Eigenlijk is men hier al de beslissende wissel overgegaan: het wederzijds openstellen van kansel en avondmaalstafel.
Daarvoor zijn wel regelingen nodig. En het kerkverband moet die goedkeuren. Zo is het ook in de CGK geregeld: instemming van de gemeente, maar ook van de classis met inschakeling van deputaten ad art. 49 KO van de particuliere synode.

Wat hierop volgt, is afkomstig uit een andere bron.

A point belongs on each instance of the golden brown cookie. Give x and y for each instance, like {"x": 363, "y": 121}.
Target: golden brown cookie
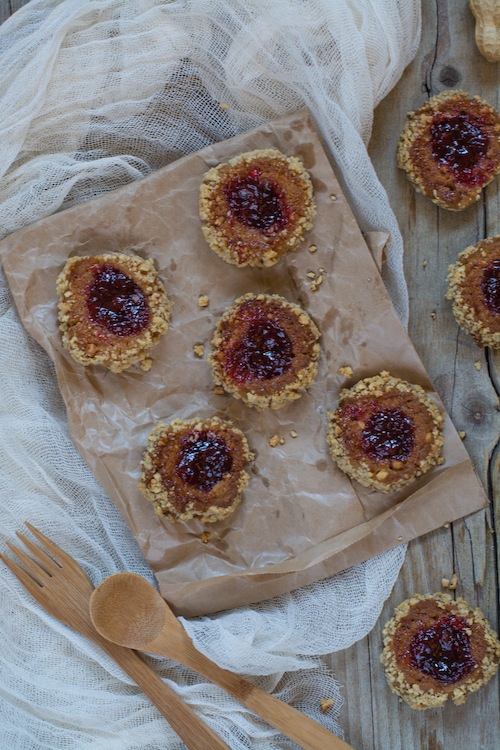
{"x": 437, "y": 649}
{"x": 113, "y": 309}
{"x": 265, "y": 350}
{"x": 256, "y": 207}
{"x": 195, "y": 469}
{"x": 385, "y": 432}
{"x": 474, "y": 288}
{"x": 450, "y": 148}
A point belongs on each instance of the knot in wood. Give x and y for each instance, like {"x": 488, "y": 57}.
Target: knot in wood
{"x": 449, "y": 76}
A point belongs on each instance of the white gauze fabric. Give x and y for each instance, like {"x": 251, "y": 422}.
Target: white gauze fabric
{"x": 95, "y": 94}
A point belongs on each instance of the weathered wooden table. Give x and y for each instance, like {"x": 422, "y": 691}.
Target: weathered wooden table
{"x": 372, "y": 717}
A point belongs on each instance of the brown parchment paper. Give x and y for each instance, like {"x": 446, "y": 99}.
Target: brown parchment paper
{"x": 301, "y": 519}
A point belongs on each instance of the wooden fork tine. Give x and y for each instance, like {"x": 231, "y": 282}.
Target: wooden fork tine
{"x": 44, "y": 559}
{"x": 28, "y": 581}
{"x": 33, "y": 567}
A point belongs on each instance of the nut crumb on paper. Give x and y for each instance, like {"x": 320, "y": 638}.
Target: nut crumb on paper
{"x": 276, "y": 440}
{"x": 346, "y": 371}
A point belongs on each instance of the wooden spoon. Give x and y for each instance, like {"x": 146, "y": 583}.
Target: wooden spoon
{"x": 126, "y": 609}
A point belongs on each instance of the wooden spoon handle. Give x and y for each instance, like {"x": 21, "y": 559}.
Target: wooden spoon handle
{"x": 184, "y": 721}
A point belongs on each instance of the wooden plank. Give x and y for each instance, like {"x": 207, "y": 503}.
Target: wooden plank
{"x": 373, "y": 718}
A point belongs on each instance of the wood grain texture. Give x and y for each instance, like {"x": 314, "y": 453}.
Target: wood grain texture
{"x": 373, "y": 718}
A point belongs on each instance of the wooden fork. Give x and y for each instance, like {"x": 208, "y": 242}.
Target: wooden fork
{"x": 63, "y": 588}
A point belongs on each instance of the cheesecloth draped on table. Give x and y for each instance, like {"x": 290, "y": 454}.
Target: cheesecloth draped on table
{"x": 93, "y": 95}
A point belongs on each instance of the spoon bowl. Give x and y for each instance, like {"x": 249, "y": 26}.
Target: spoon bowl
{"x": 126, "y": 609}
{"x": 130, "y": 627}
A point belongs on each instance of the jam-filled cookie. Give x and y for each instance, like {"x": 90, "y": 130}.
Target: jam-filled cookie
{"x": 474, "y": 288}
{"x": 256, "y": 207}
{"x": 195, "y": 469}
{"x": 113, "y": 309}
{"x": 385, "y": 432}
{"x": 450, "y": 148}
{"x": 265, "y": 350}
{"x": 437, "y": 649}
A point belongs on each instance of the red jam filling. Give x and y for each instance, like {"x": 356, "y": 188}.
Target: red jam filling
{"x": 388, "y": 434}
{"x": 263, "y": 352}
{"x": 257, "y": 202}
{"x": 204, "y": 459}
{"x": 490, "y": 286}
{"x": 116, "y": 302}
{"x": 459, "y": 142}
{"x": 442, "y": 651}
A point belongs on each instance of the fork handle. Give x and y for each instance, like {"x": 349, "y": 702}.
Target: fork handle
{"x": 182, "y": 718}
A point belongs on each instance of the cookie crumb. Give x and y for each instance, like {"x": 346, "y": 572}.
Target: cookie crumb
{"x": 325, "y": 704}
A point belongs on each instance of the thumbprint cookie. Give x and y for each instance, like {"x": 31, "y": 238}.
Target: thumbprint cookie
{"x": 438, "y": 649}
{"x": 474, "y": 288}
{"x": 385, "y": 432}
{"x": 256, "y": 207}
{"x": 195, "y": 469}
{"x": 450, "y": 149}
{"x": 265, "y": 351}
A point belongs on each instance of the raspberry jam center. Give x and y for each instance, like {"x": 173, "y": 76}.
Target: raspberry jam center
{"x": 388, "y": 433}
{"x": 116, "y": 302}
{"x": 490, "y": 287}
{"x": 459, "y": 142}
{"x": 257, "y": 202}
{"x": 263, "y": 352}
{"x": 442, "y": 651}
{"x": 204, "y": 459}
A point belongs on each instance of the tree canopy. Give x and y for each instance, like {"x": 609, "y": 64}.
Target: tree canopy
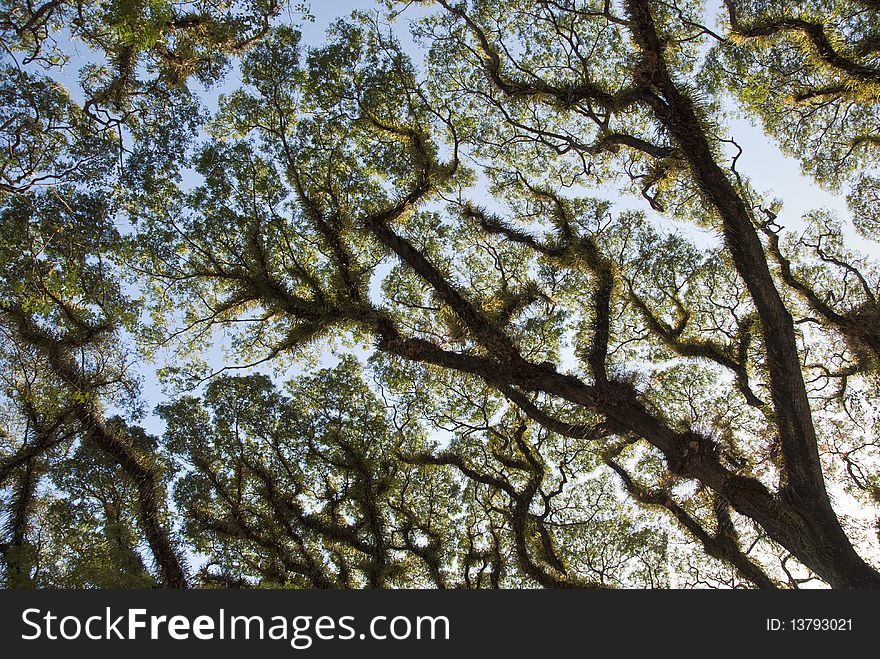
{"x": 468, "y": 294}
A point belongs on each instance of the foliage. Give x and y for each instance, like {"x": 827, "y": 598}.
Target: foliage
{"x": 474, "y": 353}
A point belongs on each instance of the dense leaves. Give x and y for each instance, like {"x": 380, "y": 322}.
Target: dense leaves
{"x": 500, "y": 312}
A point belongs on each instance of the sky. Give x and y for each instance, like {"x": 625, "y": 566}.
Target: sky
{"x": 761, "y": 161}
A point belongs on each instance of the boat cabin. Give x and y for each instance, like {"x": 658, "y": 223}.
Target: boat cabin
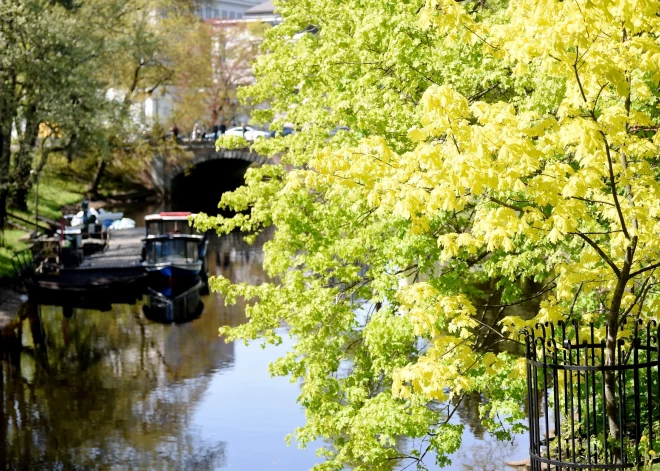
{"x": 169, "y": 223}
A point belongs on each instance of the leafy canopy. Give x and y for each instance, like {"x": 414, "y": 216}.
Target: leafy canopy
{"x": 496, "y": 154}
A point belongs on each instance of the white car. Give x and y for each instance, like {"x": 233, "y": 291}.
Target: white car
{"x": 250, "y": 133}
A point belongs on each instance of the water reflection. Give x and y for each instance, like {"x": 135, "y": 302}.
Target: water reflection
{"x": 115, "y": 390}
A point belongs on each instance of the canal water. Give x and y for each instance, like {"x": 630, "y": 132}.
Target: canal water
{"x": 116, "y": 391}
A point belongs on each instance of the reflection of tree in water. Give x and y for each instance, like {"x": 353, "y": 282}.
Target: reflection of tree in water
{"x": 469, "y": 414}
{"x": 110, "y": 390}
{"x": 232, "y": 257}
{"x": 103, "y": 393}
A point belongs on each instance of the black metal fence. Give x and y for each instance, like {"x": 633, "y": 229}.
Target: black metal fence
{"x": 566, "y": 374}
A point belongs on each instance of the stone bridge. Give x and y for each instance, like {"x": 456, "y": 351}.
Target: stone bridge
{"x": 163, "y": 173}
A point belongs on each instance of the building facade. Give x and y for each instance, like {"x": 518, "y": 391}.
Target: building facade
{"x": 226, "y": 9}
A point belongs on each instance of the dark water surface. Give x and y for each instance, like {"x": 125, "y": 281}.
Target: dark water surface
{"x": 113, "y": 390}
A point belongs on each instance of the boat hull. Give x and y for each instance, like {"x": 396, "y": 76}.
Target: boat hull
{"x": 171, "y": 270}
{"x": 74, "y": 290}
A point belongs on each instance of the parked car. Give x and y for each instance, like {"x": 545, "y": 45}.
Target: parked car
{"x": 286, "y": 130}
{"x": 250, "y": 133}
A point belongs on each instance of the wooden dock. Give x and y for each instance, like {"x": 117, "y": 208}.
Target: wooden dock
{"x": 121, "y": 254}
{"x": 113, "y": 275}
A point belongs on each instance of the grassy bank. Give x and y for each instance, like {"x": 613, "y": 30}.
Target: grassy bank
{"x": 55, "y": 191}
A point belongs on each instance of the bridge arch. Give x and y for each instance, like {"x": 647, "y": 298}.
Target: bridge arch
{"x": 163, "y": 174}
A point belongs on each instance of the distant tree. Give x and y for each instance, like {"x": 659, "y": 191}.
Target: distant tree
{"x": 215, "y": 59}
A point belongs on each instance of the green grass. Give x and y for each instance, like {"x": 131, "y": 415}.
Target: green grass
{"x": 10, "y": 245}
{"x": 55, "y": 191}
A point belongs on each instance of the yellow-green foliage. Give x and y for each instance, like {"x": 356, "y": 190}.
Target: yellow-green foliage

Een nog verder gaand stadium is: een federatie. Twee gemeenten in verschillende kerkverbanden kunnen tot feitelijke integratie komen, terwijl men in het landelijk kerkverband nog niet zo ver is. Dat wordt dan een combi-gemeente. Zo is de situatie in de al genoemde gemeenten in Lelystad, Almere en Nieuwegein. Ook voor zo’n federatie geldt uiteraard, dat er instemming moet zijn van de gemeente en van het kerkverband.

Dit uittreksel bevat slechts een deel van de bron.